Usage with Claude Desktop

Setup

git clone https://github.com/htooayelwinict/memory.git
cd memory
npm run build

add this to your claude_desktop_config.json:

Node

{
  "mcpServers": {
    "memory": {
      "command": "node",
      "args": [
        "your_memory_path/memory/dist/index.js"
      ],
      "env": {
        "MEMORY_FILE": "your_memory_path/memory/mcp_memory.json"
      }
    }
  }
}
Node with custom setting

The server can be configured using the following environment variables:

{
  "mcpServers": {
    "memory": {
      "command": "node",
      "args": [
        "your_memory_path/memory/dist/index.js"
      ],
      "env": {
        "MEMORY_FILE": "your_memory_path/memory/mcp_memory.json"
      }
    }
  }
}
  • MEMORY_FILE: Path to the memory storage JSON file (default: memory.json in the server directory)

for windsurf global rules

Memory Rules:
   - When running any `read_graph` MCP tool, always provide a dummy parameter (e.g., `{ dummy: null }`) to prevent errors.
   - Always include `projectHash` in every entity variable for proper tracking.
   - Always retrieve and associate the user-provided project name together with its `projectHash`.

System Prompt

The prompt for utilizing memory depends on the use case. Changing the prompt will help the model determine the frequency and types of memories created.

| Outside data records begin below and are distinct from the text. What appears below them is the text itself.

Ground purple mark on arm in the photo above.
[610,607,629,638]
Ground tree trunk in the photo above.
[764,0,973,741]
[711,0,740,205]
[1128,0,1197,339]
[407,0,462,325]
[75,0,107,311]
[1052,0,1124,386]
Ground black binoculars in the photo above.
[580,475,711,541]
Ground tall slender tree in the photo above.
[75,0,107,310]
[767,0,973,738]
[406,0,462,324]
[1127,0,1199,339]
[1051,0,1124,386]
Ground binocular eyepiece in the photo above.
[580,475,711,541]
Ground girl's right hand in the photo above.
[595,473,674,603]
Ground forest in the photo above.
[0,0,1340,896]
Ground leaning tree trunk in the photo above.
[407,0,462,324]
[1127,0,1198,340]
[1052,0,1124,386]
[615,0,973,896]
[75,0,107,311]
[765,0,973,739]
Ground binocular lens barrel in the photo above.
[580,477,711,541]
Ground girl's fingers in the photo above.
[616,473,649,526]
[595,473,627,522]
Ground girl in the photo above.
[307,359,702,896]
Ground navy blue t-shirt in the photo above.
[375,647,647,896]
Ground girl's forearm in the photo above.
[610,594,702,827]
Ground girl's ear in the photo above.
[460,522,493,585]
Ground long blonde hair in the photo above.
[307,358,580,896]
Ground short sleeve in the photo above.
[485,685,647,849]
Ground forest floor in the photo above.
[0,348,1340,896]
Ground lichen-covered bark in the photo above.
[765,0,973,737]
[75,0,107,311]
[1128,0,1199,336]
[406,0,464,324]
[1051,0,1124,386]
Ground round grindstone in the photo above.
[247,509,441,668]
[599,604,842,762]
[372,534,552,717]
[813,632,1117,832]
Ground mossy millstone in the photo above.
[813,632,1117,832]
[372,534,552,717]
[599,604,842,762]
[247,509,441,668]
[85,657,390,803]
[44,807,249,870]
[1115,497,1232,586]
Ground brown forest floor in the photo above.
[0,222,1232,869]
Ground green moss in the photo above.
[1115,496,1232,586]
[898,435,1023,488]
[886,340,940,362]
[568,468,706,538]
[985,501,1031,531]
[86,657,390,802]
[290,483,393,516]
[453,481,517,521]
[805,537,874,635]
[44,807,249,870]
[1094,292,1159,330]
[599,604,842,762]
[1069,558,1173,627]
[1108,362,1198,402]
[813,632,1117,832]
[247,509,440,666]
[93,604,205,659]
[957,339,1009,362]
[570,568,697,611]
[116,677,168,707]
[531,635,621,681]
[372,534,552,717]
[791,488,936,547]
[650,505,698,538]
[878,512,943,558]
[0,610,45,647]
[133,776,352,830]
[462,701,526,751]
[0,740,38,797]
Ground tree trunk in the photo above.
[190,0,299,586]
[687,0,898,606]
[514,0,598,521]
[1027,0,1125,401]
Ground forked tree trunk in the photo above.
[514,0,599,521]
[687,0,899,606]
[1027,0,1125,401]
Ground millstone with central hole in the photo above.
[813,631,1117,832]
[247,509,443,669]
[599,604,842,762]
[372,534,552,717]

Here is an example prompt for chat personalization. You could use this prompt in the "Custom Instructions" field of a Claude.ai Project.

Follow these steps for each interaction:

1. User Identification:
   - You should assume that you are interacting with default_user
   - If you have not identified default_user, proactively try to do so.

2. Memory Retrieval:
   - Always begin your chat by saying only "Remembering..." and retrieve all relevant information from your knowledge graph
   - Always refer to your knowledge graph as your "memory"

3. Memory
   - While conversing with the user, be attentive to any new information that falls into these categories:
     a) Basic Identity (age, gender, location, job title, education level, etc.)
     b) Behaviors (interests, habits, etc.)
     c) Preferences (communication style, preferred language, etc.)
     d) Goals (goals, targets, aspirations, etc.)
     e) Relationships (personal and professional relationships up to 3 degrees of separation)

4. Memory Update:
   - If any new information was gathered during the interaction, update your memory as follows:
     a) Create entities for recurring organizations, people, and significant events
     b) Connect them to the current entities using relations
     b) Store facts about them as observations

Project Hash Tagging

The Memory MCP Server has been enhanced with project hash tagging functionality to enable more efficient retrieval of project structures:

  • Added projectHash field to Entity and Relation interfaces
  • Implemented generateProjectHash method to create unique identifiers for projects
  • Updated createEntities to automatically tag Project entities with a hash
  • Updated createRelations to propagate project hashes to relations connected to project entities
  • Added getProjectByHash method for direct retrieval of all entities and relations in a project
  • Enhanced openNodes to use hash-based retrieval when a Project entity is requested

Recursive Retrieval

The Memory MCP Server now supports recursive retrieval of entity relationships, allowing users to get complete project structures with a single query:

  • Added a recursive approach to both openNodes and searchNodes methods
  • Implemented a collectRelatedEntitiesAndRelations helper method that traverses the graph to find all related entities
  • Added optional parameters to control recursion:
    • recursive: Boolean flag to enable/disable recursive retrieval (default: true)
    • depth: Maximum recursion depth to prevent infinite loops (default: 5)
  • Updated tool schemas and handlers to support these new parameters
  • Enhanced logging to provide more detailed information about the recursive retrieval process

License

This MCP server is licensed under the MIT License. This means you are free to use, modify, and distribute the software, subject to the terms and conditions of the MIT License. For more details, please see the LICENSE file in the project repository.